The movie-making advice Stanley Kubrick gave Jack Nicholson

There are countless stories of what it was like to be on set with Stanley Kubrick, from the harrowing to the encouraging. But throughout them all, one thing is clear: the director demanded a lot from his cast and demanded it in a certain way. He expected every actor to be a student of his specific process. Jack Nicholson remembers it well, taking one piece of advice with him throughout his career.

Out of all the actors that Kubrick worked with, his relationship with Jack Nicholson seemed to stand out. It was a perfect coming together of a director and an actor, but also an artist and a muse. When they were making The Shining, Nicholson was the director’s first choice. He knew immediately that he would be able to bring the role of Jack Torrence to life with exactly the kind of complex yet terrifying energy it required. Kubrick said that Nicholson brought to his work “the one unactable quality – great intelligence”.

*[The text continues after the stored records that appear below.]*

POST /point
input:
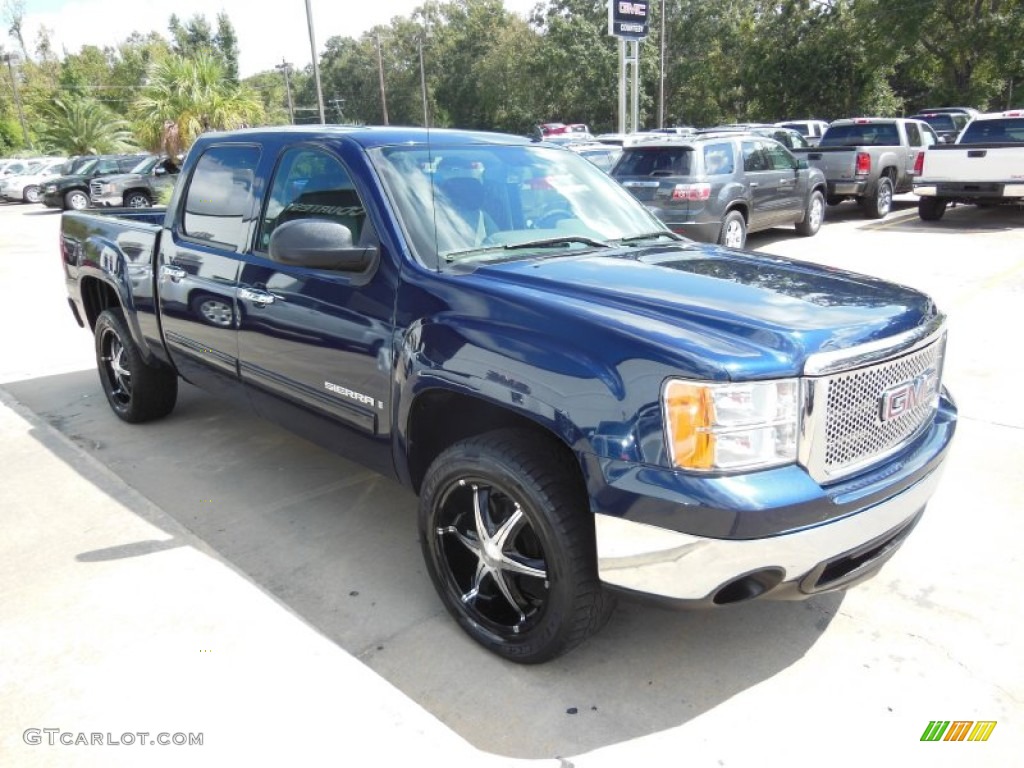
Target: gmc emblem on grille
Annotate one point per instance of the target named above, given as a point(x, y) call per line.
point(903, 398)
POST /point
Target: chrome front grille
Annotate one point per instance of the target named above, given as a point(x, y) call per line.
point(856, 417)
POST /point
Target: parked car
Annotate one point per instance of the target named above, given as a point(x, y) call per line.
point(870, 159)
point(584, 401)
point(947, 125)
point(812, 130)
point(788, 137)
point(717, 187)
point(138, 188)
point(985, 167)
point(25, 187)
point(72, 192)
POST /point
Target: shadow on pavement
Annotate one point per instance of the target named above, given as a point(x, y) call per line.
point(337, 544)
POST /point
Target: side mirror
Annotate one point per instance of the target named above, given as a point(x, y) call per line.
point(320, 244)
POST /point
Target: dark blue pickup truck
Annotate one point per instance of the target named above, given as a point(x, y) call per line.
point(585, 402)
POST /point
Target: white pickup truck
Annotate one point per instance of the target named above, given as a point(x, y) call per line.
point(985, 167)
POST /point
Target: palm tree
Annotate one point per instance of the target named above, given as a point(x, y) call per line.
point(183, 97)
point(83, 126)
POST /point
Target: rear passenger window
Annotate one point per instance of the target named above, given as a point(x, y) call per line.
point(311, 183)
point(912, 134)
point(719, 160)
point(754, 157)
point(218, 198)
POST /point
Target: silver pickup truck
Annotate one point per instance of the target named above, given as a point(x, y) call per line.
point(985, 167)
point(870, 159)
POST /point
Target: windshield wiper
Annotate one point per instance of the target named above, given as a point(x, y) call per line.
point(540, 243)
point(648, 236)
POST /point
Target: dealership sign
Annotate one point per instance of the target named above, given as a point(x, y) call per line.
point(628, 19)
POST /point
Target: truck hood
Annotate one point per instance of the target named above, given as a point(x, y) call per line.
point(712, 309)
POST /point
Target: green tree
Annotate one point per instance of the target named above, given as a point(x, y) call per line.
point(186, 96)
point(81, 125)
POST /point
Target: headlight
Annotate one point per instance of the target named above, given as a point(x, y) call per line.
point(731, 426)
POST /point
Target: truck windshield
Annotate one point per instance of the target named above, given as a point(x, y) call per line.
point(861, 134)
point(145, 166)
point(498, 202)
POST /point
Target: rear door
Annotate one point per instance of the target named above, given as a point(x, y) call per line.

Nicholson was also the perfect actor for Kubrick’s specific approach to directing. He was a perfectionist to a terrorising degree, demanding take after take from his cast until they got it exactly right and exactly matched the vision in his mind. While plenty of performers have criticised that and spoken about their negative experiences with Kubrick, that approach seemed to be precisely what Nicholson wanted. Of his dream director, he said, “I want them to have the control.”

The actor seemed more than willing to be a student to the master, keen to take in his teachings and carry them forward. He recalled one lesson: “One of the things he said to me that I’ve always remembered was ‘In movies, you don’t try and photograph the reality, you try and photograph the photograph of the reality.’”

But realistically, what on earth does that even mean? At first glance, that just looks like a pretentious mush of words jumbled together so the director could sound profound. But let’s attempt to unpack it.

The idea of ‘photographs’ feels essential to understanding Kubrick’s work. He was also willing to take on vast and adventurous stories, sometimes even controversial ones like Lolita, that no other director would touch, and approached them with a distinct stylistic eye. Any film fan could see a still from one of his movies and take a good guess that it was his. His visual world is full of symmetry and artfully crafted shots where characters move through it in a considered way. No detail is left untouched. Everything is considered.

So, even when his stories were set in the real world, Kubrick wasn’t interested in capturing reality. Instead, he wanted to capture an artistic take on reality, where every detail and every aesthetic touch serves a greater purpose of building a world or mood. It’s part of telling the story rather than just being the setting within which the story exists.

As he passed down that less to Nicholson, it’s clear that he also treated his actors in that way. He had no interest in his characters being common, every day people, he wanted them to be bolder. In the same way that our memories of people who come into our lives hinge on key characteristics or key moments we have with them, where the day-to-day boring details fade into the background, he wanted his characters to exist in that snapshot approach.

In that way, his films aren’t photographs of reality because they aren’t trying to capture how things are. Instead, with the stylistic details and emotive characters, he’s trying to capture people’s remembrances or impressions of how things are, removing his viewers one more step until all that’s left is emotion and how that emotion taints our perception.

That could be what Kubrick was getting at. Or, it could just be a philosophical one-liner he passed down to impress his favourite student.